Don’t be surprised if a low offer is rejected at once. It is most likely to be successful if the property has been on the market for a while, or if the seller needs to move quickly. An offer of 5 or 10 per cent lower than the asking price can be a good place to start.
Be prepared to negotiate if a first offer is rejected. As a first-time buyer you are in a strong position without a chain behind you, which can help. Flexibility over completion date to suit the seller may also assist your bid.
Once the offer has been accepted ask that the property is taken off the market. If this is refused, be very wary of spending out on a survey and conveyancing as another buyer could come along and offer more, so-called gazumping. In England and Wales an accepted offer is not legally binding until exchange of contracts.
7. See the buying process through
Inventories: white goods wars
There is a reason to keep things friendly between buyer and vendor: the inevitable quibble over white goods. There is no firm set of rules here, but a fixed item they cannot take with them should be included in the price of the property.
If it would benefit them to take the washing machine to their next home but they offer to leave it for a sensible cost, bite their hand off. The convenience of having decent white goods in place on moving day is invaluable. However, they must be well within the warranty period or do not part with any cash. Also, insist all warranties and manuals are left.
Your solicitor or conveyancer will now act as an intermediary between you and the seller via his or her legal professional. A good estate agent will also liaise with both you and the seller to ensure things are moving forward.
The conveyancer examines the draft contract, raises enquiries with the seller’s solicitor, and does the legal searches.
You will need to apply for the mortgage and have the property valued meeting the lender’s criteria. You will also need to decide on the type of survey you wish to have.
Keep in regular contact with your conveyancer to ensure things are moving forward.
8. Exchange contracts on a house purchase
Once you’ve got the surveyor’s report, have a mortgage offer, and all the searches and enquiries have been received and everything is satisfactory, you can exchange contracts with the seller. Your deposit – normally 10 per cent – needs to be with the solicitor in time for exchange.
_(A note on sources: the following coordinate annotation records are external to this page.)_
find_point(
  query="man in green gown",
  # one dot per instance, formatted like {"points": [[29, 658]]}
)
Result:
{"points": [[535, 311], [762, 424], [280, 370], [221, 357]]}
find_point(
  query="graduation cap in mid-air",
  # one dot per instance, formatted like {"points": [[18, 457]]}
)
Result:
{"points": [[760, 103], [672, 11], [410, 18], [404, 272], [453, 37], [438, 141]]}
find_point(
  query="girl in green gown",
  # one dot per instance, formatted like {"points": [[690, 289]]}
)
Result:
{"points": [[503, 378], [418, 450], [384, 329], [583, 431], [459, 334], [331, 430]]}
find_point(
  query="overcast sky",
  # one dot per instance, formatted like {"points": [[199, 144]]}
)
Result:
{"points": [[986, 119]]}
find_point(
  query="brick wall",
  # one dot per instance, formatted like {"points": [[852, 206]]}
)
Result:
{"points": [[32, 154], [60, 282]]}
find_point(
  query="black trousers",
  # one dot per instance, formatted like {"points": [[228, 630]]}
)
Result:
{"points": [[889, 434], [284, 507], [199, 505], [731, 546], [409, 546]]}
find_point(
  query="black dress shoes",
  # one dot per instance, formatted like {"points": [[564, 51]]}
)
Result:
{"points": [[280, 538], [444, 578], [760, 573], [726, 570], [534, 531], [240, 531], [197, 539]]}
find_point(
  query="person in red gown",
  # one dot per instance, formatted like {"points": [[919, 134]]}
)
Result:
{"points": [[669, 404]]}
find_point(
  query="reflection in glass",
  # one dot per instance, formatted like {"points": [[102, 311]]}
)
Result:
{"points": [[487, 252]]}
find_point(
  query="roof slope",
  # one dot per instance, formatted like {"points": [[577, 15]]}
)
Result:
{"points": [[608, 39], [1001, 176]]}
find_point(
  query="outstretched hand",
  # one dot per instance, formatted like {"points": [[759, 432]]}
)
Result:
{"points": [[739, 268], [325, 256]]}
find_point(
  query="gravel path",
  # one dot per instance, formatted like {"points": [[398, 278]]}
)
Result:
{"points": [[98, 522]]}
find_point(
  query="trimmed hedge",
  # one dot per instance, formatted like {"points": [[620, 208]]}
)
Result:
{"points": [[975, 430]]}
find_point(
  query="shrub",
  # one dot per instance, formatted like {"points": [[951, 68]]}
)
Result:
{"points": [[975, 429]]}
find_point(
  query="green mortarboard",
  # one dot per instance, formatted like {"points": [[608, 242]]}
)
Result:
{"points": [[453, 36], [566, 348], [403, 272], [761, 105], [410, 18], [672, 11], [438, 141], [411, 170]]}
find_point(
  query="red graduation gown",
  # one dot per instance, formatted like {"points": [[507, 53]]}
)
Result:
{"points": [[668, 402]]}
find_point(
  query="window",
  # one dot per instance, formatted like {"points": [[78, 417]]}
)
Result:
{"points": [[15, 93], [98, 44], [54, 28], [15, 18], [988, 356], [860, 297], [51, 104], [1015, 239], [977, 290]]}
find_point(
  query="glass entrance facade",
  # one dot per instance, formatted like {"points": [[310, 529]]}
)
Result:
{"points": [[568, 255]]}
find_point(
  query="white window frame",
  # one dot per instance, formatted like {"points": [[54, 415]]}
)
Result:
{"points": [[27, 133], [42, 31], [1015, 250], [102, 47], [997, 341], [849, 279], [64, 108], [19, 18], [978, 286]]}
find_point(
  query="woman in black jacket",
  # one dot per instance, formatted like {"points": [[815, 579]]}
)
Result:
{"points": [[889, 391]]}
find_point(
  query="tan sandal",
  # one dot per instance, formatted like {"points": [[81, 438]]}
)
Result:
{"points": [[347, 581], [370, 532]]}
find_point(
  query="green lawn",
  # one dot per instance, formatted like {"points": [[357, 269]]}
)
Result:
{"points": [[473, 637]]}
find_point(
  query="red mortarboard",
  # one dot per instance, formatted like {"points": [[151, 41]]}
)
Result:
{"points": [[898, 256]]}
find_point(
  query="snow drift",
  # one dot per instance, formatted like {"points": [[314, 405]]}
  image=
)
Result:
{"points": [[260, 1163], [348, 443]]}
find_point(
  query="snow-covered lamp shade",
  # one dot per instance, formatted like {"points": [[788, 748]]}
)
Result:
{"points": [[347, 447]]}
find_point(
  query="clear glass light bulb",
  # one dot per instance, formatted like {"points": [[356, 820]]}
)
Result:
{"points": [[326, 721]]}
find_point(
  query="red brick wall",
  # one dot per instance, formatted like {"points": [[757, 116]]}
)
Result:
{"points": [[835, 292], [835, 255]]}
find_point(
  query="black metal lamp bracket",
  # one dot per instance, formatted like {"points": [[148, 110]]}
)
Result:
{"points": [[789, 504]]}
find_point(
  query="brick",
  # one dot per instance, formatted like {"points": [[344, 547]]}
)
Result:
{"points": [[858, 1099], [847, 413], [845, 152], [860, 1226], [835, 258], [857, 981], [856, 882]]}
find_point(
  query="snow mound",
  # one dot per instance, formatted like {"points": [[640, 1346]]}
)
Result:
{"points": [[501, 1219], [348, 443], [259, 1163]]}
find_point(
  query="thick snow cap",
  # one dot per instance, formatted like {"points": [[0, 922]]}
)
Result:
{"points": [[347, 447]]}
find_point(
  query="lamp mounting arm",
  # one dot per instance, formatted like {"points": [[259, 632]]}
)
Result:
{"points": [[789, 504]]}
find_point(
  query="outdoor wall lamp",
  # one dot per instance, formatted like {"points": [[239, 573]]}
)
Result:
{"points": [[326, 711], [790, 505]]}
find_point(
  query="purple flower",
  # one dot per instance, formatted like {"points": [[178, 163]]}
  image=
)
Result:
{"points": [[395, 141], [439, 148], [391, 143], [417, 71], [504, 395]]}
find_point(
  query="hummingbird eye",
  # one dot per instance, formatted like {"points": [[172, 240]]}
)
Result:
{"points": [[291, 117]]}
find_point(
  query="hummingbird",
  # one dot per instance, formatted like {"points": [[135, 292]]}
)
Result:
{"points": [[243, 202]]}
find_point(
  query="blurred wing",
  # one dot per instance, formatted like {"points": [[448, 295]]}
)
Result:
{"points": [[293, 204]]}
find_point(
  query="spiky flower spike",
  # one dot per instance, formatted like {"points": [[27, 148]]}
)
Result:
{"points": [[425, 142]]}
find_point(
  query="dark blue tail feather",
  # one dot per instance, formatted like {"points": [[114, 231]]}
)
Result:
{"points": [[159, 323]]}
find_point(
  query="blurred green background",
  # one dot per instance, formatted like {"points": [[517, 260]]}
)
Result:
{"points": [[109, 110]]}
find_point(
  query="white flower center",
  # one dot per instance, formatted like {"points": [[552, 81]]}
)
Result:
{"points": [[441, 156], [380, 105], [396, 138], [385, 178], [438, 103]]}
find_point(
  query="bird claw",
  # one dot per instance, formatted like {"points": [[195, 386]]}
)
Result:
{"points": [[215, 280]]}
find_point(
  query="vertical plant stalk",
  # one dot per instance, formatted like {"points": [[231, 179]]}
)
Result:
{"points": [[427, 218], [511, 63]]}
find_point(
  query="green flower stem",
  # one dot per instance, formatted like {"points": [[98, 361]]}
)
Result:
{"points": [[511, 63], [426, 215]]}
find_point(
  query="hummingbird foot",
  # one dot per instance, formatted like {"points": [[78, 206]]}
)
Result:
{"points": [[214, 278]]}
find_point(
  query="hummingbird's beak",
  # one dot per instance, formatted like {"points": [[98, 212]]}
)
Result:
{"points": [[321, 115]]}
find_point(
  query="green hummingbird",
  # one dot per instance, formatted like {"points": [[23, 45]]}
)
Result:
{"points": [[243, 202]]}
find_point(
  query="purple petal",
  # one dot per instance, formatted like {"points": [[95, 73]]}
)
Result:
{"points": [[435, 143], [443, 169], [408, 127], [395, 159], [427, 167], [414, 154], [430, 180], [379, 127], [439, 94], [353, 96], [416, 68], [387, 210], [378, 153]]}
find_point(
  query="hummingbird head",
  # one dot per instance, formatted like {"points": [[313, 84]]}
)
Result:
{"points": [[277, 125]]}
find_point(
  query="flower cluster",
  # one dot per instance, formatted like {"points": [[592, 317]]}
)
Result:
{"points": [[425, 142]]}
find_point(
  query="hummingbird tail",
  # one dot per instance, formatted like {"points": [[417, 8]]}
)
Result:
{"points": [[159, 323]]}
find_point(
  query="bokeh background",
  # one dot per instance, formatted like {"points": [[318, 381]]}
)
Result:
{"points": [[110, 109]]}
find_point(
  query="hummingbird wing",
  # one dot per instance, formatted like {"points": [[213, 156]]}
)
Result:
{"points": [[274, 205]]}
A date and time will be arranged for exchange of contracts. At exchange the deal becomes legally binding and if you pulled out of the purchase, you would lose the deposit. The seller is also legally committed and cannot sell to someone else.
Make sure you have insurance in place from this point.
9. How to complete a house purchase
The date of completion will have been agreed between you and the seller before exchange. It’s frequently two to four weeks after exchange.
You will be given the keys once the seller’s solicitor has confirmed they’ve received the money due.
After completion, your conveyancer will also pay the stamp duty, and send documents to the Land Registry on your behalf.